Fukushima and the Growing Cost of Cancer

The Fukushima disaster is largely unreported but the long-term effects could be far more devastating than most people realise, or will ever be told. After all, President Obama recently approved raising permissible radiation levels in drinking water, dealing with the problem by effectively denying there is one. “This is a public health policy only Dr. Strangelove could embrace. If this typifies the environmental leadership we can expect from Ms. McCarthy, then EPA is in for a long, dirty slog,” stated PEER Executive Director Jeff Ruch.

In Japan, a country already familiar with the highly destructive effects of radiation levels following on from the bombing of Hiroshima and Nagasaki, a court has recently rejected demands to evacuate children in the vicinity of Fukushima – the authorities were happy to acknowledge that radiation levels were well above what is considered “safe” but accepted no responsibility for the safety of the exposed children.

No doubt, as with Chernobyl, thousands of children will get cancer, and many babies will be born with birth defects – something common in Fallujah, Iraq, where depleted uranium munitions were used against the civilian population (just as the Vietnamese are still giving birth to deformed children as a consequence of Agent Orange) – but it may be decades before the true impact is fully realised.

Still, as is always the case with “disaster capitalism” someone stands to make a tidy profit.
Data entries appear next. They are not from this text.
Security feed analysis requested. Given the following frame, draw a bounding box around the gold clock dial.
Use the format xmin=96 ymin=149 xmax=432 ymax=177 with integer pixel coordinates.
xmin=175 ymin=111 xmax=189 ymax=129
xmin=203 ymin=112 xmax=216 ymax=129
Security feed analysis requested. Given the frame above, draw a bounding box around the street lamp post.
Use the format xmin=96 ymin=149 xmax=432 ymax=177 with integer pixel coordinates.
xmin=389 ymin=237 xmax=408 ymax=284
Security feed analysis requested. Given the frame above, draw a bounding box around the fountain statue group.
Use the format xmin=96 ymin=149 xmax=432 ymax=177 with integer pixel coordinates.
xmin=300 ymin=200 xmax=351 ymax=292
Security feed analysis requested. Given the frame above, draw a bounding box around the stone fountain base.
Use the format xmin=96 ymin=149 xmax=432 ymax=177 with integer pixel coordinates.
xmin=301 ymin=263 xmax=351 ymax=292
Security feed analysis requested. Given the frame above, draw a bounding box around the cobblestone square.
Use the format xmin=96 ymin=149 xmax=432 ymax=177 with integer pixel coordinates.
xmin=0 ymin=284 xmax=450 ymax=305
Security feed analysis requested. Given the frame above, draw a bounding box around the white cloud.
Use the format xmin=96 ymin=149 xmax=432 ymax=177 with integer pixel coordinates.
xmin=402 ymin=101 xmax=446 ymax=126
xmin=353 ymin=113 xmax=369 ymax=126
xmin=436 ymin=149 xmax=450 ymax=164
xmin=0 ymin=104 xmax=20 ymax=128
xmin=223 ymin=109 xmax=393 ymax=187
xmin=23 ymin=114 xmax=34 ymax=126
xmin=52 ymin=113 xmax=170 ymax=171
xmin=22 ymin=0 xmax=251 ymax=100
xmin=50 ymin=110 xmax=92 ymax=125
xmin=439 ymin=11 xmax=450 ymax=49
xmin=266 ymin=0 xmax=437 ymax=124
In this case, one such group is big pharma, their cancer drugs costing up to $138,000 a year; costs which cancer doctors are understandably describing as “astronomical“. Protesting the lack of ethics in an age where profit comes before people might seem futile when discussing an industry which frequently puts out poorly tested drugs and lies about their efficacy. As for the notion that “you can’t put a price on human life” – big pharma certainly can: in the US alone in 2011 that price was $711 billion. A sum of money some would kill for.